Nearly there, the warmed product obtains rapidly cooled down making use of a technique called quenching.

This fast air conditioning procedure reduces locations of poor magnetism as well as increases performance.

This is the stage when the raw magnets are machined into their preferred form, nevertheless, due to the fact that they are so hard diamond plated cutting tools are required!

>> Shop for a Neodymium Magnets here

Step 6-- Coating

The last action prior to the product being re-magnetized is important. Since neodymium magnets are so hard, making them vulnerable to breaking and also cracking, they need to be coated, cleansed, dried, and plated.

There are various sorts of coating that are utilized with neodymium magnets, the most common being a nickel-copper-nickel mix however they can be coated in various other metals as well as also rubber or PTFE.


Step 7-- Magnetizing

Once plated, the ended up product is re-magnetized by putting it inside a coil, which, when electric existing is gone through it produces an electromagnetic field three times more powerful than the needed stamina of the magnet.

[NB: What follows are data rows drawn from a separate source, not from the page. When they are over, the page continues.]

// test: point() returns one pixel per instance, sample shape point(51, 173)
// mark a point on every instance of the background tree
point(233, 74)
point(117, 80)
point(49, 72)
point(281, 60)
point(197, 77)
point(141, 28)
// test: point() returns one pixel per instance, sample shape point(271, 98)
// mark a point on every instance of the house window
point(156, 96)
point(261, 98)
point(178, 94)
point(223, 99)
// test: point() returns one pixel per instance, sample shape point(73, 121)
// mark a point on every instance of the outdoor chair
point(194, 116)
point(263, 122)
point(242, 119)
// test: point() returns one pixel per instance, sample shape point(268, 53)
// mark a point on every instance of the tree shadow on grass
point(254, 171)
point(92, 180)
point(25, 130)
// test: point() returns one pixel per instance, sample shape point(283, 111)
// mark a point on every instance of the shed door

This is such an effective procedure that if the magnet is not held in place it can be flung from the coil like a bullet.

Step 8--Inspection

The quality of the resulting magnets is inspected for a variety of properties.  A digital measuring projector verifies the dimensions.  A coating thickness measurement system using x-ray fluorescence technology verifies the thickness of the plating.  Periodic testing in salt-spray and pressure-cooker tests also verify the performance of coatings.  A hysteresigraph measures the BH Curve of magnets, which confirms that they are fully magnetized as expected for the magnet's grade.

The Best Neodymium Magnets Manufacturer

AH Magnet is a rare earth magnet supplier specialized in researching, developing, manufacturing, and exporting high-performance sintered neodymium iron boron magnets, 47 grades of standard neodymium magnets, from N33 to 35AH, and GBD Series from 48SH to 45AH are available. All magnets are widely applied to electric motors such as servo motors, stepper motors, brushless motors, linear motors, permanent magnet synchronous motors, etc.